K. Adam Leight - RBC Capital Markets, LLC, Research Division

Great. And then on the working interest, what's the variance in your working interest, the current well was about 7.5% average?

Michael L. Reger

Yes. I think throughout the field, we're going to see -- over time, we're going to see that 7% to -- call it 7% to 9%. It just depends on where the operators are at any given time and what opportunities we're seeing for new acquisitions. But you can count on Northern being pretty -- to be conservative, 7% to 8% over the long haul. And that'll vary between -- that'll vary over the -- quarter-by-quarter, but that's a very safe average going forward. And again, in -- Southern Mountrail County with Slawson where we're seeing some of our better wells and some of our lower drilling cost, that just happens to be some of higher working interest units.
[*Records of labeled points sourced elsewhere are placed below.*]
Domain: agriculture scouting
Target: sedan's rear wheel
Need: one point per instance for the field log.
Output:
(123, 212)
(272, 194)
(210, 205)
K. Adam Leight - RBC Capital Markets, LLC, Research Division

Okay. And then lastly, you talked a little bit about water costs. Are you seeing from your operators any change in quantities being taken out by truck on the disposal side versus removing [indiscernible]

Michael L. Reger

No. I think the -- what we've seen, especially over the last year, maybe 1.5 years is that water disposal has become more of an efficient issue for us. It's -- where we were getting -- where we were seeing a lot of cost increase over the last, call it, 2 years was primarily up in the northern part of the play, kind of Divide County, Burke County, Northern Williams, that's where the water disposal costs were the highest. I think infrastructure has really started to improve up there. Generally, as you saw more of the mature parts of the play in Mountrail County, in McKenzie County, there's a lot of water disposal wells and water disposal infrastructure. And so there, we've seen lower costs. We started to see our LOE drop here this quarter. We think that might continue to drop based on additional water disposal infrastructure. But if you took the counties, take Burke and Divide out of the picture, our LOE would probably go down materially. So as we reduce our exposure to those areas, LOE is likely to go down.

Operator

And that does conclude the question-and-answer session. Mr. Reger, do you have any closing comments?

Michael L. Reger

No, April. Thanks for your participation in this call, everybody, and your interest in Northern. April will give you the replay information and we look forward to talking to you over the next few months during conference season, and we forward to sharing our results with you next quarter. Have a great day, everyone.

Operator

And that does conclude today's conference. Thank you, all, for your participation.